This paper addresses the longstanding challenge in automotive design of jointly optimizing aesthetic appeal and aerodynamic performance—a process traditionally hindered by low iteration efficiency and prolonged development cycles. To this end, we propose a novel multi-agent framework tailored for automotive design, introducing the paradigm of “Design Agents” for the first time. The framework integrates vision-language models (VLMs), large language models (LLMs), and geometric deep learning, coupled with high-fidelity computational fluid dynamics (CFD) simulation and rapid surrogate modeling. It supports end-to-end tasks including conceptual sketching, styling optimization, 3D modeling, mesh generation, and aerodynamic simulation. Through human-in-the-loop iterative refinement, it transcends conventional single-objective optimization, enabling concurrent aesthetic and aerodynamic co-optimization. The design–simulation closed loop is accelerated from days/weeks to minutes, substantially expanding creative exploration space and enhancing engineering decision quality. Benchmark validation has been successfully conducted on multiple mass-production vehicle programs.

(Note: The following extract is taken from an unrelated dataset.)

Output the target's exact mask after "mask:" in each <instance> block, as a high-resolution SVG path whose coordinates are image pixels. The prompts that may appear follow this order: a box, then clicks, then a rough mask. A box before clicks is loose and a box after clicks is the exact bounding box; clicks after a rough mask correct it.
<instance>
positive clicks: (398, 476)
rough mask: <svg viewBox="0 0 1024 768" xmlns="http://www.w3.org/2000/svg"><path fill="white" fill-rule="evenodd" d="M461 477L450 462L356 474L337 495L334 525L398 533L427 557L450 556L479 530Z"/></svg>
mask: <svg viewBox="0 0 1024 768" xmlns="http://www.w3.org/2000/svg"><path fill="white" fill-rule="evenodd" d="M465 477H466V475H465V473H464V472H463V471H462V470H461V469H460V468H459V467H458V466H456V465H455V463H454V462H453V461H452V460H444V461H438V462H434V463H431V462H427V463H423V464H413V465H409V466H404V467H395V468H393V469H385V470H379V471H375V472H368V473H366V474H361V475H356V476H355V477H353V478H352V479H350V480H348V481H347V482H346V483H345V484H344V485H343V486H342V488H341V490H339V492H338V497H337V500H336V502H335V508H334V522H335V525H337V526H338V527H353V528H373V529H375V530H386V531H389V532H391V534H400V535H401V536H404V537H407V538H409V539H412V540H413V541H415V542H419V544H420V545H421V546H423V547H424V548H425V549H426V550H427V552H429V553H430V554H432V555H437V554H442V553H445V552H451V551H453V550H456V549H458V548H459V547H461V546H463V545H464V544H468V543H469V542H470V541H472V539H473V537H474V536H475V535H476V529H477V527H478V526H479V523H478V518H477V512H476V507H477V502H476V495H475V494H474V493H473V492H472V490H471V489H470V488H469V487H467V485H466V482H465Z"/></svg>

We introduce the concept of"Design Agents"for engineering applications, particularly focusing on the automotive design process, while emphasizing that our approach can be readily extended to other engineering and design domains. Our framework integrates AI-driven design agents into the traditional engineering workflow, demonstrating how these specialized computational agents interact seamlessly with engineers and designers to augment creativity, enhance efficiency, and significantly accelerate the overall design cycle. By automating and streamlining tasks traditionally performed manually, such as conceptual sketching, styling enhancements, 3D shape retrieval and generative modeling, computational fluid dynamics (CFD) meshing, and aerodynamic simulations, our approach reduces certain aspects of the conventional workflow from weeks and days down to minutes. These agents leverage state-of-the-art vision-language models (VLMs), large language models (LLMs), and geometric deep learning techniques, providing rapid iteration and comprehensive design exploration capabilities. We ground our methodology in industry-standard benchmarks, encompassing a wide variety of conventional automotive designs, and utilize high-fidelity aerodynamic simulations to ensure practical and applicable outcomes. Furthermore, we present design agents that can swiftly and accurately predict simulation outcomes, empowering engineers and designers to engage in more informed design optimization and exploration. This research underscores the transformative potential of integrating advanced generative AI techniques into complex engineering tasks, paving the way for broader adoption and innovation across multiple engineering disciplines.